At Travel Insurance File, we get plenty of interesting questions from readers like you—be they looking to purchase travel insurance coverage or simply confused about how much time they can spend in the US.

Here’s a look at some of the questions you’ve asked us lately…


Q: We are retired Canadian residents who plan to spend a few months out of province this winter. Is there an insurance plan we can buy to cover us on day trips to the United States?

A: Absolutely. The best is a multi-trip annual plan. You pick a certain number of days—say 7 or 15 or 30, etc., whatever the insurer is offering—and you can take as many trips of your selected duration over the course of a year as you like. And you don’t even need to tell your insurer when you’re going. The best part is this is a lot cheaper than buying single-trip coverage each time you travel.

Learn More: Multi-Trip Annual Plans for Each Slice of the Travel Pie

Q: Why do I need to file form 8840 if I don’t intend to stay in the USA for more than 182 days?

A: If you’re only talking about one year and not a multi-year commitment to spending 182 days in the US, there’s no reason for you to bother with an 8840. But if you plan on living in the US seasonally for a number of years, and if you meet the Substantial Presence Test as it is outlined in the 8840, then you might become a resident for tax purposes and you would be required to pay taxes to the IRS. The 8840 is designed to show that you are a Canadian, that you have a closer connection to Canada, and that you would therefore be exempted from paying taxes to the IRS.

Learn More: As Border Controls Tighten Up, Know the Limits

Q: I am a Canadian in a relationship with a US citizen.
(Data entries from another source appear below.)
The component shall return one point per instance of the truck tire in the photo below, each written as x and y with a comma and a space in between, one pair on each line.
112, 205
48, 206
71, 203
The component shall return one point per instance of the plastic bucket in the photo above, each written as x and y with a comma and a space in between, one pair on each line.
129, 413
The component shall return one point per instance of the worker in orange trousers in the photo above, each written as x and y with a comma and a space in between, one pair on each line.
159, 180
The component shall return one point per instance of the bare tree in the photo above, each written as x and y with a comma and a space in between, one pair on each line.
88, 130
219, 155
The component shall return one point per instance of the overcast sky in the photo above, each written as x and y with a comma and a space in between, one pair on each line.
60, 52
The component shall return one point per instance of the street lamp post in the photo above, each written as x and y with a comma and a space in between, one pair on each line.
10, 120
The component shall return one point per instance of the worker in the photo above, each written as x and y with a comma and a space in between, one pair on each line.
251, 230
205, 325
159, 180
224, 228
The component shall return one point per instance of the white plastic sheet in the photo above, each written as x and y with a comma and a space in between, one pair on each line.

Is there any way that I can spend more than 182 days in the US? Is there some kind of sponsorship we could use? Would it help if we decided to marry? And what about health insurance in the US—will I be eligible for Medicare under my partner’s policy?
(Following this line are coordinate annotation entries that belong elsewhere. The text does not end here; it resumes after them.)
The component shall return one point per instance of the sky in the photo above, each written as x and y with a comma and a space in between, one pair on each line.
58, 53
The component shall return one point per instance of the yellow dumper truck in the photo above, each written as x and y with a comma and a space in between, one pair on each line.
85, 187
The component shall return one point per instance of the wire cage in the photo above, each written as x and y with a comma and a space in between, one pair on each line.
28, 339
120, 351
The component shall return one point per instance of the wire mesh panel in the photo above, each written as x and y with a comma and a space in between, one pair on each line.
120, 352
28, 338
A: There is no way that you will be able to visit your partner for more than 182 days over any 12-month period on a visitor’s B2 visa, and there is no practical way to sponsor a non-family member in the US. But there is a device called the K-1 visa (otherwise known as the fiancé visa) that is tailor-made for you if you are really, really serious. The K-1 visa permits the foreign-citizen fiancé(e) to travel to the United States and marry his or her US citizen sponsor within 90 days of arrival. The foreign citizen will then apply for adjustment of status to permanent resident (LPR) with the Department of Homeland Security (DHS), US Citizenship and Immigration Services (USCIS). That’s the official version, and it’s used a lot—when you have two consenting adults. It also tends to focus the mind on the seriousness of one’s intentions. (You can read more about it on the US State Department website.)

As for health insurance, that’s a different matter. By becoming a permanent resident of the US, you would cease to be a Canadian resident and would lose your provincial health benefits. You would need to find private health insurance in the US, and that is no easy task. You would not be eligible for your partner’s Medicare. You might be able to buy into Medicare but it would be expensive. Until you find private insurance, getting an international health insurance plan might be an option, at least in the short term.

What you are describing is not a unique situation. Good luck.